CNN was all the rage after the first Gulf War. Now it’s just one of three incompetent news entertainment stations. Those who want their existing perceptions reinforced now watch the version of the competition whose slant they prefer. People who plan to think read it online. CNN may still be in business, but they aren’t really in the news business, and their reputation is lower than ever.

Flush with the market dominance of Windows, Microsoft insisted on shoving a lousy web browser at its customers. It became the Web Browser Most Often Used to Download a Real Web Browser. Microsoft can still make the rules for Internet Explorer; it’s just that no one will care. Microsoft also kept repackaging a boondogglier boondoggle and calling it the Next Great Windows. Apple’s stock sells today, as I type, for $483/share. Five years ago it sold for about $160. You can get a share of Microsoft for $32/share. Five years ago, you’d have paid about $26 for it. New Microsoft product announcements don’t change much, especially as many are flops that drive the stock price backward.

SEIU, one of the dominant labor unions, truly believes that it got Barack Obama elected. It neglects to consider that organized labor, so long accustomed to having its way and having its sloganeering taken at face value, no longer has the power to get anyone elected. It has lost the battle for public influence. It has allowed its enemies to convince people that they are better off without the right to bargain collectively. That’s like convincing landowners that polluted water is actually better than clean water. Today, maybe 10% of American workers are in a union, and many of the other 90% would object strenuously to the concept.

Google perfected the search engine, then broke its “Don’t Be Evil” motto all over the place. People are increasingly open to search engine solutions that don’t feed the Google data hydra. Google Plus was rolled out to a tremendous yawn. Everything Google does raises the question: “in what way is this meant to spy on me?” No one will lament its downfall, when it comes.

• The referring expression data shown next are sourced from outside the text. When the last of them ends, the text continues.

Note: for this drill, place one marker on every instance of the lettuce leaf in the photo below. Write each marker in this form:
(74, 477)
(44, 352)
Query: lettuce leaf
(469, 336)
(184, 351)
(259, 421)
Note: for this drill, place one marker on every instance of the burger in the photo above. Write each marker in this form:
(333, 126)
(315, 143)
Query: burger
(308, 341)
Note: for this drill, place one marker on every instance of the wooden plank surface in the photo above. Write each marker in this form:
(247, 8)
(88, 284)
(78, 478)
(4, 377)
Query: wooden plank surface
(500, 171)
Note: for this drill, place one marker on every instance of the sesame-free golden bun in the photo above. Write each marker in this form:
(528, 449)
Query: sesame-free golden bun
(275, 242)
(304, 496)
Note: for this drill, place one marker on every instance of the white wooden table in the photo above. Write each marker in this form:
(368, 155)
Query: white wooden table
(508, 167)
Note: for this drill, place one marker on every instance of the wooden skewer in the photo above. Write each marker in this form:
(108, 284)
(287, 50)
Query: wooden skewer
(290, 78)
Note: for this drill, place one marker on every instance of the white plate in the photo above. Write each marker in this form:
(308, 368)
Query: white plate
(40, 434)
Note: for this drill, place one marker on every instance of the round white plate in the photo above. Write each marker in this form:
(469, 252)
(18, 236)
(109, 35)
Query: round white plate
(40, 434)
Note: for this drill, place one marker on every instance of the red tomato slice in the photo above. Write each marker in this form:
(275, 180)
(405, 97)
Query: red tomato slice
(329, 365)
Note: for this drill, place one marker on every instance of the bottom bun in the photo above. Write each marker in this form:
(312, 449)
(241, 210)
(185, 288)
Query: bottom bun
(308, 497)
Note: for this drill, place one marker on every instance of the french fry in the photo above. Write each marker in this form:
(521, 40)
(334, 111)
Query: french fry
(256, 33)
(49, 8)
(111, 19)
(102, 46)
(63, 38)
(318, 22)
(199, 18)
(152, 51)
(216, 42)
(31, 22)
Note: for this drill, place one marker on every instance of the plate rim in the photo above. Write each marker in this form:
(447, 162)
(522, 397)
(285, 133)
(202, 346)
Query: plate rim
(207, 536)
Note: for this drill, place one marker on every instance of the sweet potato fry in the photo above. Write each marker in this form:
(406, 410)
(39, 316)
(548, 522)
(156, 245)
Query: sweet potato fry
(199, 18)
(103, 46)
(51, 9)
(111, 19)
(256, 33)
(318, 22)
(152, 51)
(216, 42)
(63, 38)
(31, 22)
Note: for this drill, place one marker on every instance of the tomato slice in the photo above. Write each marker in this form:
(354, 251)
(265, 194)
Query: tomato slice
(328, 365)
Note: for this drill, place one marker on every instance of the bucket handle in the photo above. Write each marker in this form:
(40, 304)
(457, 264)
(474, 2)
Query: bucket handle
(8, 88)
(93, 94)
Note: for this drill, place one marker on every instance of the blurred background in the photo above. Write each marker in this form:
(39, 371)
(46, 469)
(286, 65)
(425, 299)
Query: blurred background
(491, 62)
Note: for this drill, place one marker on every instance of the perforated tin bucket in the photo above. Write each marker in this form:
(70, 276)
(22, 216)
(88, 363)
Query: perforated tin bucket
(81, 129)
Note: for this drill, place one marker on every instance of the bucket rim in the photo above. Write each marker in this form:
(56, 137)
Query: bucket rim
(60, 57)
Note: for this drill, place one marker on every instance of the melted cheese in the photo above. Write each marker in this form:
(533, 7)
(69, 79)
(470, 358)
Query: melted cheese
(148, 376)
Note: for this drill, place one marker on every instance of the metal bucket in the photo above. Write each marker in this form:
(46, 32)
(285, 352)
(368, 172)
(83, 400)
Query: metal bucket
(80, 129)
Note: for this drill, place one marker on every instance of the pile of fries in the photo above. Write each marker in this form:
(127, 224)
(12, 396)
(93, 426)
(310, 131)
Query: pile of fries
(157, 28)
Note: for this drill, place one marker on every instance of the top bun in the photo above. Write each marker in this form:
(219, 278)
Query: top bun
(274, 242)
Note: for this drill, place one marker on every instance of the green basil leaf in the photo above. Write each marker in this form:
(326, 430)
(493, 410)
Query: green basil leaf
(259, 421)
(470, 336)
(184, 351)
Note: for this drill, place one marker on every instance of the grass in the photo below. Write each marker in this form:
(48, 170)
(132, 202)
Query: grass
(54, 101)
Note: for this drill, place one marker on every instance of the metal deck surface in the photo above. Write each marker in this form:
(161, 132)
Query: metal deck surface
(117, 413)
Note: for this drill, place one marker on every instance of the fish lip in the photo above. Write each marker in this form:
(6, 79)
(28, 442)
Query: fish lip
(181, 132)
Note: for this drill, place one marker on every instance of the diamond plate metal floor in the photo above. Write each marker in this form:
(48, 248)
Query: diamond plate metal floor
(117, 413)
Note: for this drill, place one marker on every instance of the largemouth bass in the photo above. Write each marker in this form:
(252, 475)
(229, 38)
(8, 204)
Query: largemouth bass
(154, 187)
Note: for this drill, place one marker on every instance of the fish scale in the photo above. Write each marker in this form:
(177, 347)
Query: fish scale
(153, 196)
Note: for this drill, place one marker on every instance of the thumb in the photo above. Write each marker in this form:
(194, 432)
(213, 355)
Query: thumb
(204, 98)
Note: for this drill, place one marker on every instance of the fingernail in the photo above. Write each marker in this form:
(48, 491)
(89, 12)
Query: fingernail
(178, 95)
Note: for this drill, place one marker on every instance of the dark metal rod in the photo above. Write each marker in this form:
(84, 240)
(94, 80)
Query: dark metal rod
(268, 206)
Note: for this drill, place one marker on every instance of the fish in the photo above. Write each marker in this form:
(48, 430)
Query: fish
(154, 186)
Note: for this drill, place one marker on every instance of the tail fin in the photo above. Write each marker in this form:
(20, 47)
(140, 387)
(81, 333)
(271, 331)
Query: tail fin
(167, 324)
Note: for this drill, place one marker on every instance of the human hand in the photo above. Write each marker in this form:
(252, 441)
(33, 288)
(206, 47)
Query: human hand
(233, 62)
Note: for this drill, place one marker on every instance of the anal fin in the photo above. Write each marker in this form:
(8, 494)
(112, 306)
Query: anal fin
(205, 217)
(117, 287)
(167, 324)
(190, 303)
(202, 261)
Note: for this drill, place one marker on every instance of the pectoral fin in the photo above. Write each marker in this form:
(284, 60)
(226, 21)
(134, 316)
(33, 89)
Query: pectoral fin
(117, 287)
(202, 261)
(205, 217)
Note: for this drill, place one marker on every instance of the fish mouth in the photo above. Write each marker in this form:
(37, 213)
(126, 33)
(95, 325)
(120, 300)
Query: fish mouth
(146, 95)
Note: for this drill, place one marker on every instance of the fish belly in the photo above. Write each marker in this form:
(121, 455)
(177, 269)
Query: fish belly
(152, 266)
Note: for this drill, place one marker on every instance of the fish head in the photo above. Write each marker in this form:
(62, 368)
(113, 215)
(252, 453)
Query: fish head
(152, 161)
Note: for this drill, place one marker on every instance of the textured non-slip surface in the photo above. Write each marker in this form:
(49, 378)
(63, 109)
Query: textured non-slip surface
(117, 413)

USC college football had a motto: “Win Forever.” At one point, that looked likely. A private school, it treated NCAA inquiries with disdain. The resulting sanctions sent the Win Forever coach packing his bags for the NFL, led to the hire of a mercenary coach who has floundered, caused a demoralized team of stellar athletes to lose a bowl game to a team with a losing record, and lost the program its star power. Last week, USC struggled to defeat Utah State, a team with few athletes that USC would have recruited even when it wasn’t under scholarship reductions.

Adrienne commented to me: “To add to your list of companies that toppled themselves, I think the Big Three TV networks are next. When a show gets knocked off of my DVR and I can’t find it either on the network’s website or On Demand, and they don’t show it again for several months, it’s just plain stupid.” She’s got a point. The major networks have become increasingly less relevant, in large part because they’ve been difficult about content. Faux is the worst. Increasingly, the most compelling TV content is not on the major networks at all.

The American mindset continues to insist that its system is the world’s greatest, that its military might is unchallengeable, its currency is the world standard, and that every country’s most important relationship is that with the United States. This, as it: lags the developed world in most quality-of-living categories, tucks tail from Afghanistan, and tries to decide whether its worst enemy is a a) major world religion with a few extremists, b) people who want to sneak across its borders to pick fruit and mow yards, or c) two old Cold War adversaries who watch its missteps with bemused anticipation. It requires an enemy, lest its people look inward and see that its own government and corporations are a greater threat to them than all of the above in union. And in the meantime, increasingly, it fails to adjust to a changing world and falls behind, losing relevance and prestige.